Z pewnym wewnętrznym oporem, ale i ze zrozumieniem przyjmuję, żeby darować sobie miłe słowa na początku każdego listu, bo jak słusznie zauważyłaś, skoro rozmawiamy, a w dodatku zaczynamy jeszcze pisać - to najlepsze znaki naszej więzi. I niech tak zostanie.
Zanim odpowiem na pytanie, to bardzo dziękuję, że przypomniałaś mi mój felieton sprzed prawie czterdziestu lat. Dzięki temu jeszcze bardziej cenię sobie słowo pisane. Ileż przez ten czas wygłosiłem kazań, a wielu z nich sam nie pamiętam, choć szczerze mówiąc, jestem w stanie je odtworzyć właśnie dzięki pisaniu.

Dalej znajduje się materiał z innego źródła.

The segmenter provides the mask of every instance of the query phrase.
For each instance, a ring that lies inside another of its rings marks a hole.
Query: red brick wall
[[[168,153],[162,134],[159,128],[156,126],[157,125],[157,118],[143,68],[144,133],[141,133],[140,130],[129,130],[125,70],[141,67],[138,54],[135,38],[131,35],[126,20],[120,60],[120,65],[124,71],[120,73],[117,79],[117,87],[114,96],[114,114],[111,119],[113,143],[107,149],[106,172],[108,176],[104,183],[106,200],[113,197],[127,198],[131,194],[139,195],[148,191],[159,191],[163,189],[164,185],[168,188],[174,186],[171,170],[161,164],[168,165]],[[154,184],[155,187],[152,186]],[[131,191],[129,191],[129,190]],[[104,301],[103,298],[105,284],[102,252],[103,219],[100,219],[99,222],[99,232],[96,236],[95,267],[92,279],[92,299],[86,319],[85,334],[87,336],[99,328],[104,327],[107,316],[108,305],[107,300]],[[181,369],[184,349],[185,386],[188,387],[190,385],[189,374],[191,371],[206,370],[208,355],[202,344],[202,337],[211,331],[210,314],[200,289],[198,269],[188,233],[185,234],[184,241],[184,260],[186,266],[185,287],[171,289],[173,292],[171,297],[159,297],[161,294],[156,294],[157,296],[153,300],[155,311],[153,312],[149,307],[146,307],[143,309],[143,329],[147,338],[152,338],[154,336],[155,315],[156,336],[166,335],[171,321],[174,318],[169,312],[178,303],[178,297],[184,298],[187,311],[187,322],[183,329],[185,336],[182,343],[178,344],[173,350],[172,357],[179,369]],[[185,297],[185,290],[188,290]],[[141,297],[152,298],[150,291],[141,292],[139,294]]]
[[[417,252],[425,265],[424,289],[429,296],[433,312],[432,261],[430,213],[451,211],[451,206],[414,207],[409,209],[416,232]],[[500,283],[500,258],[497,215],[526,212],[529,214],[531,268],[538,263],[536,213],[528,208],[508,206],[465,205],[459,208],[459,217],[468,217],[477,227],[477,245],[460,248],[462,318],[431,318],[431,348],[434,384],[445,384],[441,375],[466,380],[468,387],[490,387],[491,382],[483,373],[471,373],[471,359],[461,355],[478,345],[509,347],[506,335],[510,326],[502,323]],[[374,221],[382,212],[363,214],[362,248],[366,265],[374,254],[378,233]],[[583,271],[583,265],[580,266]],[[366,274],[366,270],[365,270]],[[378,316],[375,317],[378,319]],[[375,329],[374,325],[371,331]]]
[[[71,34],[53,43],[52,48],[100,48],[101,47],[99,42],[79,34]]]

Podziwiam pamięć, bo do niej się odwołujesz, ale muszę zgodnie z prawdą nieśmiało przypomnieć, że z trzech przytoczonych ilustracji we wspomnianym tekście, a wszystkie były autentyczne, w Twoich wspomnieniach pozostała jedna. Rozbawiłem się niesamowicie, bo sądziłem, że do opisanego publicznego wyglądu kaznodziei w czarnym garniturze, w białej koszuli z czarnym krawatem i pociesznymi sandałami nadającymi się do wędrówki po morskim piasku, dopasujesz właśnie obuwie. Poszłaś jednak w innym kierunku, stąd mój radosny zachwyt, bo postanowiłaś kaznodziejski wygląd uwspółcześnić. Ma on więc w dalszym ciągu sandały na gołych stopach, ale rozebrałaś go z garnituru, koszula i krawat okazały się też niepotrzebne, bo przyodziałaś w spodnie przyzwoite, bo nie krótkie, lecz na trzy czwarte. Tors też przykryłaś koszulką z reklamą popularnego towaru. Pod koniec, a muszę to wyznać, trochę się obawiałem, bo przypomniałem sobie jak na naszych zajęciach z filozofii dyskutowaliśmy, a pretekstem był obowiązkowy artykuł, czy nagość jest tęsknotą za utraconym rajem.
Pytasz, czy zmieniłem swoje poglądy zasygnalizowane w felietonie „ W czym do ludzi?” przed wielu, wielu laty. Skrótowość tamtej formy wypowiedzi, zresztą listu również, nie pozwala zbytnio się rozwodzić. Powiem więc otwarcie: nie zmieniłem swych poglądów. Więcej, upewniłem się w ich słuszności! Wtedy byłem uboższy o świadomość uwarunkowań kulturowych, nie mówiło się wówczas tak wiele o komunikacji niewerbalnej, choć komunikacja językowa nie była mi obca, bo zawodowo zajmowałem się, jak wiesz, teorią literatury.
Z Twej przemiany mojego felietonowego bohatera wnioskuję, że jesteś przerażona nonszalancją w tej dziedzinie. Bez trudu również ją zauważam, ale z drugiej też strony coraz częściej budzi się odwrotna tendencja. Oto nowa ilustracja.
Zostałem nie tak dawno poproszony o posługę pogrzebową. Rozmawiała ze mną telefonicznie osoba, która mieszka za granicą i niejedno pod tym względem widziała. Na moją uwagę, że już dawno zerwałem z „krawatowym” strojem na rzecz tradycyjnej togi noszonej przez protestanckich duchownych, szczególnie przy okolicznościowych nabożeństwach, usłyszałem, iż nie tylko, ale i z tego powodu jestem proszony. Nie omieszkała dodać, że ma wielu znajomych w mieście swego dzieciństwa i młodości na poważnych stanowiskach, chce więc, by i pod tym względem okazany był zmarłemu szacunek.
A ja, Wybrana Pani, nie tylko powtarzam Słowo z zakończenia tamtego felietonu, które przypominało, że o „Jego szaty los rzucano”, ale zostaję w zamyśleniu, i do tego Ciebie zachęcam, o obecności Pana Jezusa tam, „gdzie są dwaj lub trzej zgromadzeni w imię Jego”. Co by się pozytywnego pod każdym względem działo w przypadku Jego obecności w ciele, a czy duchowa obecność ma zmieniać nasze podejście do tej kwestii?
Nie mam nadziei na spotkanie, masz więc komputer i pisz, bo Twoje pytania i prośba o odpowiedź mnie wzbogacają.
Pokój z Tobą! Pozdrów przyjaciół imiennie.
bp Mieczysław
PS. Gdy będziesz miała okazję, w co wątpię, odśwież tekst, na który się powołujesz. Mogę go też zeskanować z czasopisma „Chrześcijanin” ( 1976 nr 5) i przesłać.